Skill and interest assessments may be informal or formal.
While the Feasibility Study focuses on the proposed business, here
attention is shifted to the potential business-person's skills and interests.
These assessments are nonstandardized - the person being assessed is
not measured against a scale or others who have taken the same test.
A vocational evaluator or rehabilitation counselor can administer them,
or the individual can self-assess. It is usually a self-discovery process.
For example, a vocational evaluator and consumer might discuss the person's
experience and education, skills and abilities, financial situation,
likes and dislikes, current needs, desirable settings/locations, and
need for additional education or training. The goal is to discover one
or more possible business(es) to pursue.
Michael LeBoeuf, author of The Perfect Business
, describes a different process:
Step 1. Discover a person's passions, because
passions motivate people. LeBoeuf asks a series of guided-discovery
Step 2. Ascertain a person's strengths. LeBoeuf presents
a framework for this.
Step 3. Assess the marketability and income-potential
of a person's passions and strengths.
Step 4. Read and learn all that is possible
about the potential business(es).
Step 5. Focus on the business - Select one business,
develop a mission statement, create a vision statement, and define reasons
for getting into the business.
In their book,The Best Home Businesses for
the 90s, Paul and Sarah Edwards say that "selecting a business
from among the many that are viable requires finding a match between
two things" a person's interests and capabilities and what people in
the community will pay for. This match is vital to the business's success.
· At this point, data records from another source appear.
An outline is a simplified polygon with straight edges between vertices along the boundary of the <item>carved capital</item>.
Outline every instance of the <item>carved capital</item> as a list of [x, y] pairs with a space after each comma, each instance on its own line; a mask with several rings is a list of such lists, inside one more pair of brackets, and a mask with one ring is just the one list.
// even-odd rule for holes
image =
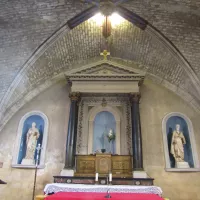
[[80, 92], [70, 92], [69, 98], [71, 101], [78, 101], [80, 99]]
[[130, 93], [130, 101], [134, 103], [139, 103], [141, 98], [140, 93]]

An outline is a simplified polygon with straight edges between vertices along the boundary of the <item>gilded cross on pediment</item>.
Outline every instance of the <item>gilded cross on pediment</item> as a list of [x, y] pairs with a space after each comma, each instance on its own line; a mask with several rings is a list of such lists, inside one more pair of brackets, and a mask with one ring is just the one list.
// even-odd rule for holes
[[108, 60], [107, 56], [110, 56], [110, 52], [108, 52], [107, 50], [103, 50], [102, 53], [100, 53], [101, 56], [103, 56], [104, 60]]

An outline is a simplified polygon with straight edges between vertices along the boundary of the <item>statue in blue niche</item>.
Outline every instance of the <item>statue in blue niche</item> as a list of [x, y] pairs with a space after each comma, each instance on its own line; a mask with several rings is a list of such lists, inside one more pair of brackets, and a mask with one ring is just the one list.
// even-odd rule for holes
[[40, 136], [39, 130], [36, 128], [36, 123], [32, 123], [32, 127], [29, 128], [26, 134], [26, 156], [22, 160], [23, 165], [34, 165], [34, 155], [37, 146], [37, 140]]
[[180, 124], [176, 124], [176, 130], [173, 131], [171, 141], [171, 151], [175, 159], [175, 167], [177, 168], [189, 168], [188, 162], [184, 160], [184, 145], [186, 140], [183, 132], [180, 131]]

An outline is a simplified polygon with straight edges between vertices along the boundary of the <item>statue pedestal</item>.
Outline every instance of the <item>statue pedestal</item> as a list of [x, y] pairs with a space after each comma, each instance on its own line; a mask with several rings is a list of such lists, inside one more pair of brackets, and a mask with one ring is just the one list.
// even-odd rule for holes
[[188, 162], [176, 162], [175, 168], [190, 168]]
[[35, 165], [35, 160], [32, 160], [32, 159], [23, 159], [22, 160], [22, 165]]

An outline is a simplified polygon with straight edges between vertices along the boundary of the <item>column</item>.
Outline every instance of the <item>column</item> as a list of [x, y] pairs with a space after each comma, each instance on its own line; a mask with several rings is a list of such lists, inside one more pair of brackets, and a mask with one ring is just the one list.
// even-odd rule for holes
[[78, 92], [71, 92], [69, 95], [71, 107], [68, 122], [65, 169], [73, 169], [75, 167], [79, 97], [80, 93]]
[[131, 117], [132, 117], [132, 148], [133, 148], [133, 170], [143, 170], [142, 157], [142, 136], [140, 125], [140, 110], [139, 110], [140, 94], [131, 94]]

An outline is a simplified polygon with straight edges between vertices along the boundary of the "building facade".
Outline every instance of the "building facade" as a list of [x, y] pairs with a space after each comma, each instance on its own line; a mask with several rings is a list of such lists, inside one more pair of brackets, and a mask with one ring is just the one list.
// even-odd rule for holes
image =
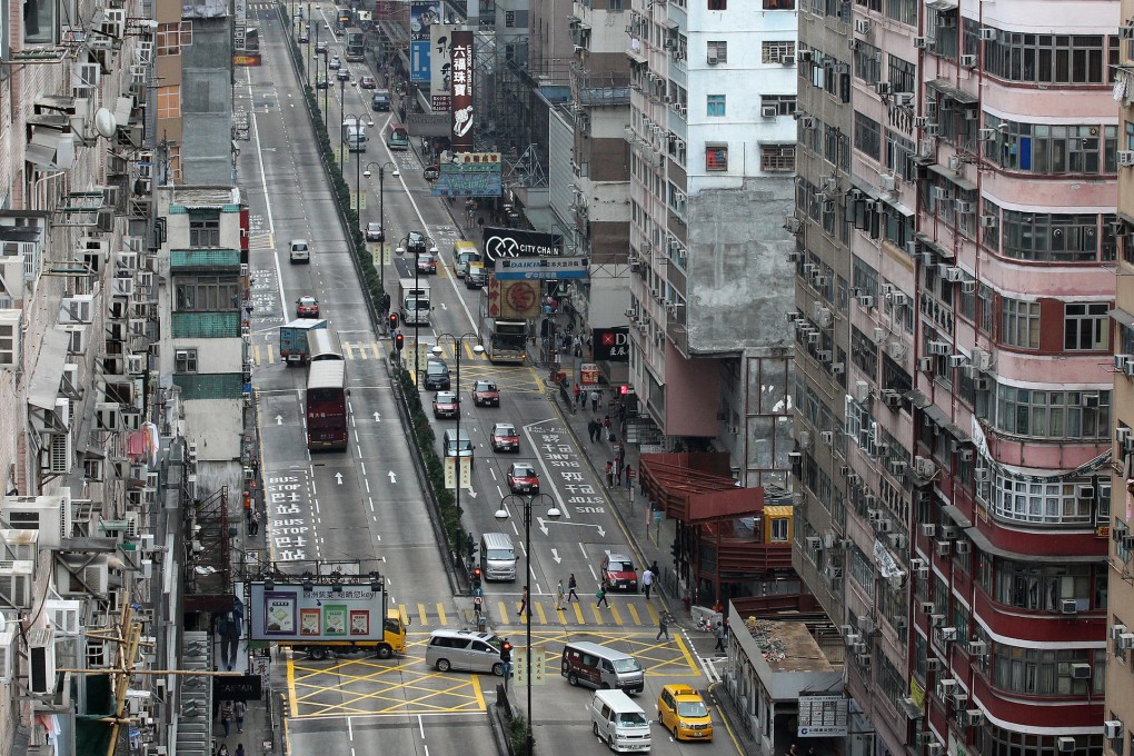
[[857, 753], [1101, 753], [1115, 11], [801, 8], [795, 566]]
[[635, 2], [627, 28], [631, 383], [670, 448], [782, 482], [794, 6]]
They also point out the importance of a person enjoying his or her business,
and of using "interests, talents, likes, and dislikes as a filter" for
examining business opportunities. Their discovery process uses five
1. The potential business owner identifies his or her:
- Education and Experience
- Hobbies, Enjoyable Activities, Particular Skills
- Need to be Involved with Others
- Desired Number of Working Hours per Week
- Required Salary
- Available Resources
- Business Preferences (such as franchise vs. start-from-scratch)
2. The potential business owner selects activities he or she likes
to do from three categories:
- Information-oriented Work
- People-oriented Work
- Thing-oriented Work
3. The individual makes two lists:
- Strongest Skills, Talents, Abilities, Capabilities, or Aptitudes
- Subjects/Fields of Greatest Knowledge, Competency, Experience and
4. Each list is then shortened to three skills and three subjects.
5. The individual indicates income requirements, need for contact with
others, desire to learn new skills, and amount of money required and
available to start a business.
The results from these five exercises should be used to compare an individuals
characteristics and preferences with those required by businesses under
There also are many formal assessment tools. Generally these are standardized
questionnaires that measure the individual against a scale or others
who have answered the questions in a certain way. Those listed here
are primarily interest and skills inventories used to help someone identify
one or more careers to pursue. For self-employment, these inventories
identify a general career path, but do not usually identify a specific
type of business to start. Although specific businesses are not identified,
these inventories are very useful to help someone focus on one career
path and explore the types of business opportunities on that path.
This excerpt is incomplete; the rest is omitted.